The novella is essentially a character study of Rachel, a typical Brookner heroine.She is solitary and somewhat spiky, with the reader sensing more loneliness that she admits to.
She inherits her financial advisor Oscar from her deceased parents. When Oscar retires after winning a lot of money on the pools, Rachel visits him at home rather than his office.
“All the rooms seemed to repel both light and weather; they were designed to keep one’s thoughts indoors, resigned and melancholy.
[…]
I found it all very cosy. Although their life seemed to depress Oscar and his wife, both of whom had a vaguely disappointed air, I could see myself transformed into just such a virtuous member of just such a successful but melancholy family.”
Rachel starts attending Oscar and his wife Dorrie’s home regularly for dinner, and meets their daughter Heather, who it is clear the family are keen to see married and settled. (There was something oddly old-fashioned about A Friend from England, so much so that I went back to the beginning to double-check I hadn’t missed something about it being set in the early 1960s.)
No-one does a bitchy character summation like Brookner, and here is Rachel’s assessment of Heather:
“I could feel the force of her passive temperament, and I say temperament rather than personality, for there was little personality in evidence.”
Ouch!
Oscar and Dorrie seem keen for the two women to become friends, and Heather regularly drives Rachel home, but remains unknowable. This doesn’t particularly bother Rachel:
“I felt a genuine love for Heather’s parents, while feeling rather little for Heather herself. When I say rather little, I mean that I felt a full complement of boredom, irritation, tolerance, and reluctant affection for her.”
However, then Heather does what everyone expects, and gets engaged. Rachel is unsure of her choice:
“My first impression of Michael Sandberg was that he was blessed with, or consumed by, radiant high spirits. My second impression was that a man of such obvious and exemplary charm must be a liar.
[…]
Michael had a sort of sunniness about him which seemed to preclude any baffling depths of character: I thought that was probably just as well, for Heather, despite her shrewdness, seemed to have very little curiosity and might not have much patience with a difficult or troublesome man.”
The “shrewdness” which Rachel frequently attributes to Heather is a masterstroke by Brookner. As readers we never see any evidence of such a trait. No-one else observes Heather as being shrewd. We are more aware than Rachel that she has proclaimed this motivation to Heather’s behaviour because it makes sense to her. This misjudgement has a significant fallout later.
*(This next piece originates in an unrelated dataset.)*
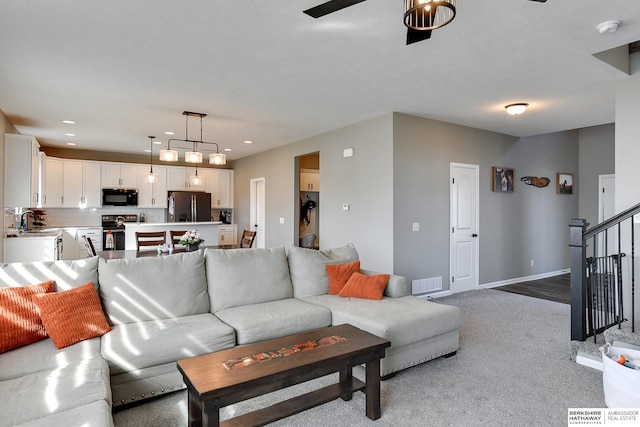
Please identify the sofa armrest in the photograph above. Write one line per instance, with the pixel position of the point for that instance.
(398, 286)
“I felt a spasm of distaste for her and for all those women like her, women who work for fun and marry for status, and still demand compensation. The only excuse for such women is incurable frivolity. And Heather was not even frivolous.”
[Slight spoilers ahead]
Heather’s marriage does fall apart (again, for a reason I found somewhat out of keeping with its late 1980s setting, unless the reason we’re shown is supposed to be a signifier of a deeper incompatibility.) But it is Rachel who begins to unravel. She has been insistent all along that her solitary life suits her, but this seems grounded in pain and avoidance rather than a life choice which makes her happy and fulfilled.
“The process of thinking does not become me. I feel my face growing longer, my eyes sinking deeper. Thinking, for me, is accompanied by a wave of sadness. Therefore I try to avoid introspection. I long ago decided to live my life on the surface, avoiding entanglements, confrontations, situations that cannot be quickly resolved, friendships that lead to passion.”
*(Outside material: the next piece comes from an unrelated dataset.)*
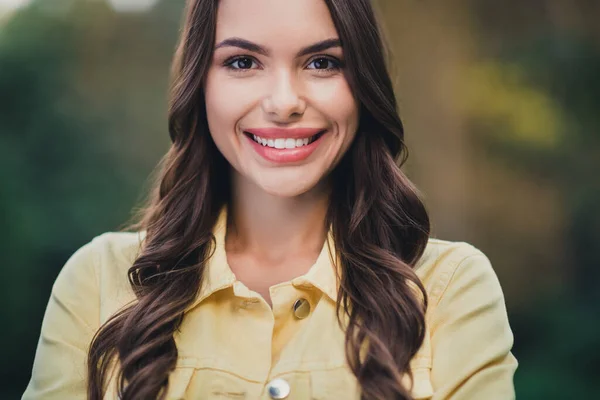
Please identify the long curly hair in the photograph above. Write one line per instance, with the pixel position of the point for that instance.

When Heather’s subsequent decisions do not fit with Rachel’s judgements of who she is or what she should do, we witness Rachel behaving more and more extremely, despite her distaste for drama. This observant, clever, discerning woman has completely failed to recognise that others could have considered and reached different values and different aspirations from her. The destabilisation which occurs suggests that Rachel wasn’t as secure in her life choices as she liked to believe.
A Friend from England is such a cleverly paced novel. The acerbic, domestic everyday gradually becomes something much darker and more devastating, with all the fault lines set up to fracture from the very beginning.